We have got a 9 week old kitten which we have had for a week now. She has used her litter tray perfectly except for twice where she has urinated on the bed. We have kept the door shut and don't let her go in there but she scratches and cries to get in. We keep her litter tray clean and she is very active and loved! After the first time she did it I washed the quilt and covers and also bought a new mattress (the old one was goosed anyway).

Anyone got any ideas?

Many Thanks in advance!

Becka


----------



## Jen26 (Apr 22, 2008)

Your bed is probably were your smell is most concentrated, at a guess I would say she is probably scent marking.

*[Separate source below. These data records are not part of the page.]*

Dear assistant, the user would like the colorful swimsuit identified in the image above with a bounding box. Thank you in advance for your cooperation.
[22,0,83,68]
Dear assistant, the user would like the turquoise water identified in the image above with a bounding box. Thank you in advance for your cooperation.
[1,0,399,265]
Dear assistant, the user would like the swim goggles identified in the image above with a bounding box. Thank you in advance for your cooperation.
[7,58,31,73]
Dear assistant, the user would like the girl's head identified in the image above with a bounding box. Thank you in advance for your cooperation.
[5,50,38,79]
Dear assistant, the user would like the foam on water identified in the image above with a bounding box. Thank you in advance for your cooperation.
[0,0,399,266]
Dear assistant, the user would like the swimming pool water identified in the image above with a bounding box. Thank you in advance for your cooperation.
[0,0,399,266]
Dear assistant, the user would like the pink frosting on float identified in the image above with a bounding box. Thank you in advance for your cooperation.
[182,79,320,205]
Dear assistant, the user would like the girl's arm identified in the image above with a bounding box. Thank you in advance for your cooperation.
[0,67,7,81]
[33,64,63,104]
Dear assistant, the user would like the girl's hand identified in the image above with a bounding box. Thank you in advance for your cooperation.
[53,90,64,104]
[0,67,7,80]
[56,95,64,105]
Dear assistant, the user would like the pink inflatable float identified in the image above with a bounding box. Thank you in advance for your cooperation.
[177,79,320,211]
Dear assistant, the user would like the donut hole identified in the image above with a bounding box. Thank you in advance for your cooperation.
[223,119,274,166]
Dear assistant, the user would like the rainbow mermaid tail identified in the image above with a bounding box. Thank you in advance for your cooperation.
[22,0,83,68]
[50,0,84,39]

You could try some feliway, or as you are doing already keep her out, hopefully she will get the idea eventually


----------



## Carmela (May 9, 2009)

rockchickbex said:


> Hi there,
> 
> We have got a 9 week old kitten which we have had for a week now. She has used her litter tray perfectly except for twice where she has urinated on the bed. We have kept the door shut and don't let her go in there but she scratches and cries to get in. We keep her litter tray clean and she is very active and loved! After the first time she did it I washed the quilt and covers and also bought a new mattress (the old one was goosed anyway).
> 
> ...


Just a thought, how close is her litter tray to her food, as some kittens are VERY fussy???


----------



## Siamese Kelly (Jan 6, 2008)

Also,soft things that absorb are very appealing to a kitten RCB,and as above they very often won't go near their food,but to nip it in th ebid before it becomes habit,keep her out for now,she will cry but will adapt quite soon and when she's out of the habit,she can be with you for night time snuggles and you keep a dry,clean bed


----------